Pour alimenter la discussion… pensons à notre crème glacée préférée…
Imaginons que ce soit cerise et chocolat. Un.e ami.e nous invite à manger une crème glacée, mais on est trop timide pour lui dire qu’on aime la cerise et le chocolat. Pensant nous faire plaisir, il ou elle nous apporte une double boule à la vanille. La vanille, c’est bon mais… c’est pas vraiment ce qu’on aime!Si la personne avec laquelle on veut être intime sait ce qui nous fait plaisir (c’est à dire : elle connaît notre saveur préférée de crème glacée) et vice versa, lorsqu’on se déshabille ensemble… les choses ne peuvent qu’être meilleures!

Quelques astuces pour entamer un dialogue sur la sexualité avec un/une/des partenaire(s)
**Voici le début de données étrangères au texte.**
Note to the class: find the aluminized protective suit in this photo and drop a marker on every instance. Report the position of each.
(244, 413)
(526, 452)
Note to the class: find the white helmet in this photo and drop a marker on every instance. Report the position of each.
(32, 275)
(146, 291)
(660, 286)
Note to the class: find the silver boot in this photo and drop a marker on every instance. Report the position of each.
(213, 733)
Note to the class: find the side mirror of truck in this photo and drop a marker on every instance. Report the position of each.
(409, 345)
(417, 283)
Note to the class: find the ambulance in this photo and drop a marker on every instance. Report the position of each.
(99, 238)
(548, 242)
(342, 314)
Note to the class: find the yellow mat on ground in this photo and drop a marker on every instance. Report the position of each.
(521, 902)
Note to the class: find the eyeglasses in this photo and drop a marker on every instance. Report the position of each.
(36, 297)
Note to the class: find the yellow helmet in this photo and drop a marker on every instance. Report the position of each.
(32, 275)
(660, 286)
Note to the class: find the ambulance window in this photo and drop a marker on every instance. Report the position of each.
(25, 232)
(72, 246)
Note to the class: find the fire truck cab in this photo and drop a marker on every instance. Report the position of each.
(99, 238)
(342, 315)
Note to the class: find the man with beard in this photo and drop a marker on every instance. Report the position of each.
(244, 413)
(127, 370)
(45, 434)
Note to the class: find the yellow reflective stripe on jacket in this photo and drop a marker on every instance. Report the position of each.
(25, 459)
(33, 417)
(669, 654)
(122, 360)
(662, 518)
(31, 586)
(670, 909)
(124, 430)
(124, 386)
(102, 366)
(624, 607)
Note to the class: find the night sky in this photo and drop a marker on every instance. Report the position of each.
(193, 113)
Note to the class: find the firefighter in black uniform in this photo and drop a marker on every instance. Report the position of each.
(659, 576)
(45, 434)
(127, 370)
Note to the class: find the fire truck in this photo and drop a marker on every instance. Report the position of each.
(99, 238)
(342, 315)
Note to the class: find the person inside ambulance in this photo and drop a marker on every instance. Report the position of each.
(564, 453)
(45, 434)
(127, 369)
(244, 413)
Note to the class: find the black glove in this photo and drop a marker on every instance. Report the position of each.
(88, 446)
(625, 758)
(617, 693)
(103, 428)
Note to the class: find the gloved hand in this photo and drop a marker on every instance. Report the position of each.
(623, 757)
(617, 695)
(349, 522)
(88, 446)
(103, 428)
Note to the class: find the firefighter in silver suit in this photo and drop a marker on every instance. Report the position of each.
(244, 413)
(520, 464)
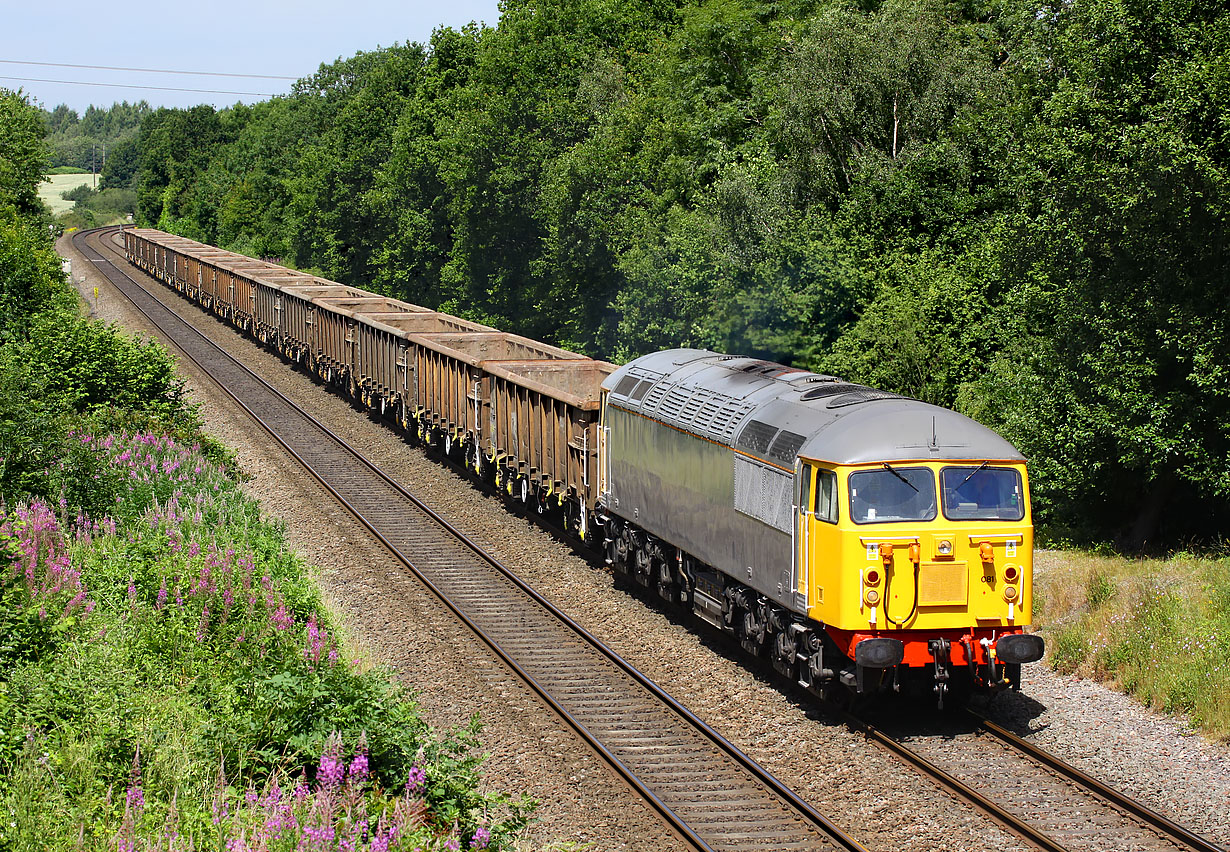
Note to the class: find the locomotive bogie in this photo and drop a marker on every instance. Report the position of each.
(843, 534)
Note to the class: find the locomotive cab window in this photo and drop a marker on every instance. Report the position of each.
(892, 494)
(827, 496)
(982, 493)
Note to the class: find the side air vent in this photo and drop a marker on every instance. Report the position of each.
(763, 493)
(785, 446)
(757, 437)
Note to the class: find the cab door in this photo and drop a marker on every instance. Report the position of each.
(818, 541)
(805, 482)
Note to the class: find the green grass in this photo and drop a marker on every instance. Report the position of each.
(178, 650)
(54, 185)
(1156, 628)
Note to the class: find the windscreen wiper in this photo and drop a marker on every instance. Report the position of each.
(889, 469)
(971, 473)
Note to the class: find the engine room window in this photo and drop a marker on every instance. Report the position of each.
(982, 493)
(892, 494)
(827, 496)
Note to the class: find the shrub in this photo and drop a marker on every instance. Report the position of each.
(206, 665)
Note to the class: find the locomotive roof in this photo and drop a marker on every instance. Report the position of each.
(776, 412)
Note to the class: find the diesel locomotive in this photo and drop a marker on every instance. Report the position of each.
(854, 537)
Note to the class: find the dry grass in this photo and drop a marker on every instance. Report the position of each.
(52, 186)
(1156, 628)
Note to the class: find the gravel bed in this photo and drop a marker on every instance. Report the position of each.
(866, 792)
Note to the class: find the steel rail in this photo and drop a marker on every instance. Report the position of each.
(761, 775)
(995, 812)
(1174, 830)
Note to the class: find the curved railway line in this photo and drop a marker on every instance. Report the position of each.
(711, 794)
(706, 789)
(1030, 792)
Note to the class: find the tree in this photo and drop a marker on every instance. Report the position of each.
(22, 153)
(1118, 380)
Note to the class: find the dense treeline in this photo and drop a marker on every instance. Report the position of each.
(102, 140)
(169, 673)
(1014, 209)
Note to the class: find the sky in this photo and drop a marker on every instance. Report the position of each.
(274, 38)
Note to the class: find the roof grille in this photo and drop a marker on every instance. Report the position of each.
(625, 385)
(864, 395)
(642, 389)
(832, 389)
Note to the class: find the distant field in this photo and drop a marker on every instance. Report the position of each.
(52, 186)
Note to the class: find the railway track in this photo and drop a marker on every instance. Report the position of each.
(698, 787)
(711, 794)
(1030, 792)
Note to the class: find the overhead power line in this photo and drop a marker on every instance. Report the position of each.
(127, 85)
(150, 70)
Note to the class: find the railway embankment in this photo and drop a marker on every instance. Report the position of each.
(1150, 754)
(170, 674)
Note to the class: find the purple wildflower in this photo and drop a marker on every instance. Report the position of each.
(416, 780)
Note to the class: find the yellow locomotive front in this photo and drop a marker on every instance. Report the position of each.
(921, 564)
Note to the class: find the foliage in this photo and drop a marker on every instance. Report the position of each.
(1159, 628)
(30, 273)
(97, 208)
(101, 140)
(1009, 209)
(22, 154)
(174, 647)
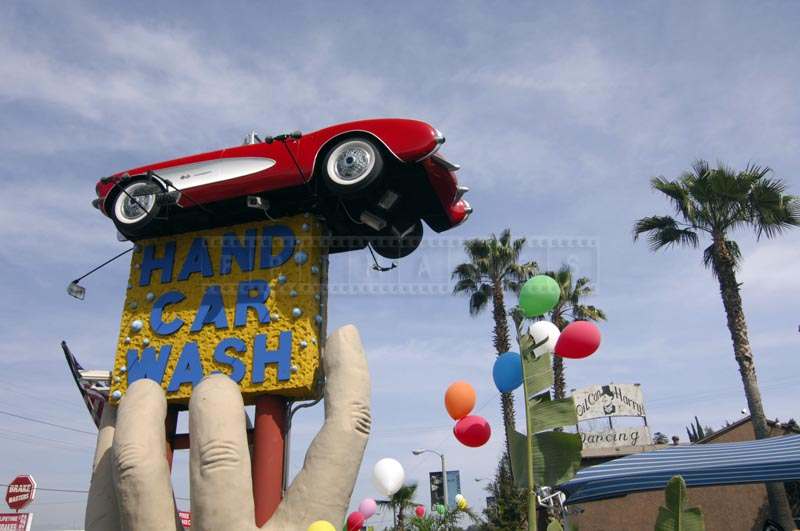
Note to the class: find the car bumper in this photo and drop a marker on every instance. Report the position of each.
(452, 209)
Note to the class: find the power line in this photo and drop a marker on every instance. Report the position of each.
(46, 423)
(74, 491)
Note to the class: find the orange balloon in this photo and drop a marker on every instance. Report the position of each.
(459, 399)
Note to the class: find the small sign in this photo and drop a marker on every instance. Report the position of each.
(613, 400)
(616, 438)
(244, 300)
(437, 488)
(20, 492)
(16, 521)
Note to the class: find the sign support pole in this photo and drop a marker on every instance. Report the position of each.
(269, 444)
(170, 428)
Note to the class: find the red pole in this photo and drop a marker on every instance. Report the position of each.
(269, 445)
(170, 427)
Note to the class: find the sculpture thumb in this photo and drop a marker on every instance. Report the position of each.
(322, 488)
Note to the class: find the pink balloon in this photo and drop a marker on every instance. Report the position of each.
(472, 431)
(367, 507)
(355, 521)
(578, 340)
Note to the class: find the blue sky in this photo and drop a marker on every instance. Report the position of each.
(558, 115)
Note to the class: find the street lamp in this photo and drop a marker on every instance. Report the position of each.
(421, 451)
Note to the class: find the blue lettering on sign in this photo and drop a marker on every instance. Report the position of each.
(189, 368)
(150, 263)
(221, 356)
(197, 261)
(263, 357)
(156, 314)
(149, 365)
(251, 294)
(268, 260)
(245, 254)
(211, 310)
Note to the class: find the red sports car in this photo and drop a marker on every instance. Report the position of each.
(373, 181)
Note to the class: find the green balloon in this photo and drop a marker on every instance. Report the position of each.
(539, 295)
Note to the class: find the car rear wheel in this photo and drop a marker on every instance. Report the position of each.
(396, 242)
(352, 165)
(135, 206)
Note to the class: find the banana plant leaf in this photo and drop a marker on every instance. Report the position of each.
(556, 457)
(538, 373)
(549, 414)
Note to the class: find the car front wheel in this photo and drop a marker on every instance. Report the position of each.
(352, 165)
(135, 206)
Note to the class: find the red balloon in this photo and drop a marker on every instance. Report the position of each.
(578, 340)
(355, 521)
(472, 431)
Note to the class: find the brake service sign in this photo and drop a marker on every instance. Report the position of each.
(20, 492)
(244, 300)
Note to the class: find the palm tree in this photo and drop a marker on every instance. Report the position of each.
(570, 308)
(398, 502)
(492, 270)
(711, 203)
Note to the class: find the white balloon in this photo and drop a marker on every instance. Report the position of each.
(547, 332)
(388, 476)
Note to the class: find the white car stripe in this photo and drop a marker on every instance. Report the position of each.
(213, 171)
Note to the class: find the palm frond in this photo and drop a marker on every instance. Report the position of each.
(479, 299)
(590, 313)
(733, 249)
(517, 275)
(772, 211)
(663, 231)
(678, 194)
(468, 278)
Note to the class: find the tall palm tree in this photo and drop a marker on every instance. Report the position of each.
(711, 203)
(399, 502)
(492, 270)
(570, 307)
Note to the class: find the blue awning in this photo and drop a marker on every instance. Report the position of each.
(773, 459)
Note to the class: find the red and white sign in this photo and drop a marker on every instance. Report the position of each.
(16, 522)
(20, 493)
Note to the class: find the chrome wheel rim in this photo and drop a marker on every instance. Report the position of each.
(351, 162)
(134, 203)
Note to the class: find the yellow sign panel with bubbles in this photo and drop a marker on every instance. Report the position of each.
(244, 300)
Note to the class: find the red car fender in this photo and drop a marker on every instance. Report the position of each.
(407, 140)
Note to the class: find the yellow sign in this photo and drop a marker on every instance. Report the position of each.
(244, 300)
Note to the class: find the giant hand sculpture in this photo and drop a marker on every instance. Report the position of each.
(131, 487)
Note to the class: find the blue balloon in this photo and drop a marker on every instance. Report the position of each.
(507, 371)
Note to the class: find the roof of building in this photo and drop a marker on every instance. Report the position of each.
(771, 459)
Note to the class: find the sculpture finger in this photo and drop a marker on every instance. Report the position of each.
(219, 461)
(102, 513)
(322, 489)
(140, 468)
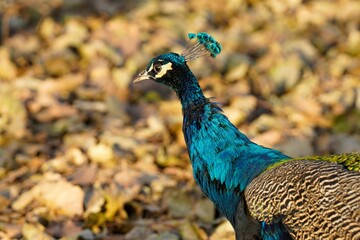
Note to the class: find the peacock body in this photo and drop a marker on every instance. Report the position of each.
(262, 192)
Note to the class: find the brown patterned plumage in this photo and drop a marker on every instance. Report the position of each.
(313, 199)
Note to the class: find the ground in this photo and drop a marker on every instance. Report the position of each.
(85, 154)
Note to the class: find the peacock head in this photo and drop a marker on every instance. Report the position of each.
(166, 68)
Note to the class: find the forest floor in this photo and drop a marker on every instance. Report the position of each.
(85, 154)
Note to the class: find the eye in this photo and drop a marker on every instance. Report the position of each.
(157, 67)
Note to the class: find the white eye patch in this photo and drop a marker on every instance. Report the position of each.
(164, 69)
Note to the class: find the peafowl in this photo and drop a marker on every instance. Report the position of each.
(261, 191)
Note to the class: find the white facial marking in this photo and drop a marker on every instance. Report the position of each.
(164, 69)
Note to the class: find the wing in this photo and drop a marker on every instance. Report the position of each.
(351, 161)
(312, 199)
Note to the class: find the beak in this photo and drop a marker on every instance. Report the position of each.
(142, 76)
  1. Pour commencer, penser aux points qu’on souhaite aborder absolument. On peut s’imaginer en train d’avoir la discussion, à notre façon. On peut prendre des notes, ou se pratiquer en privé. Peu importe la stratégie pour organiser nos pensée, il faut se dire que la discussion se passera bien et sera agréable.
  2. Pour briser la glace, il n’y a qu’à parler d’ ACSEXE+! Exemple d’amorce :  « j’ai lu sur un blog que…et par ailleurs…”
  3. Au cours de la discussion, il est possible d’exprimer les émotions ressenties. C’est plutôt charmant et ça offre l’opportunité à l’autre de faire pareil et de connecter émotionnellement; “Je me sens nerveu.x.se parce que je t’apprécie vraiment” ou “c’est la première fois que j’ai ce genre de discussion avec quelqu’un.e”. Ces petites phrases peuvent détendre l’atmosphère et enlever de la pression. L’autre personne ressent probablement la même chose!

Pas de pression

Il n’y a pas de recette miracle qui fonctionne pour tout le monde. On peut imaginer le déroulement de la scène, le meilleur moment, l’endroit le plus adapté… mais rien n’est jamais parfait. Pourquoi ne pas se pratiquer avec des ami.e.s, ou notre chat? Plus on pratique, plus c’est facile. Et si ça ne se déroule pas si bien la première, fois, ça sera mieux la deuxième! On apprend au fur et à mesure.

C’est comme le couple présenté sur la vidéo ci-après

 

Un des deux est paraplégique. Ils essaient ensemble différentes positions tout en restant habillé.e.s afin de trouver la meilleure et celle qui sera le plus agréable une fois dénudé.e.s. (Ces positions peuvent aussi bien être pratiquées avec un gode ceinture). C’est amusant, agréable et cela contribue fort probablement à la complicité des partenaires. Un travail d’équipe, un but commun!

La vidéo est en anglais, mais une image vaut mille mots.

Malheureusement, il n’y a pas de sous-titres pour les personnes sourdes. Ça serait  génial d’avoir accès à ce genre de vidéos en français. Si vous en connaissez, n’hésitez pas à les partager!
Cette vidéo nous montre deux personnes à la recherche du plaisir mutuel. Il et elle font des tests, ils sont habillés et dans un environnement sans stress afin de trouver ce qui fonctionne pour eux. Dans cette situation, tomber, prendre le temps de trouver le bon ajustement, en rire, ou dire quelque chose de bizarre a beaucoup moins d’implication émotive que dans le feu de l’action!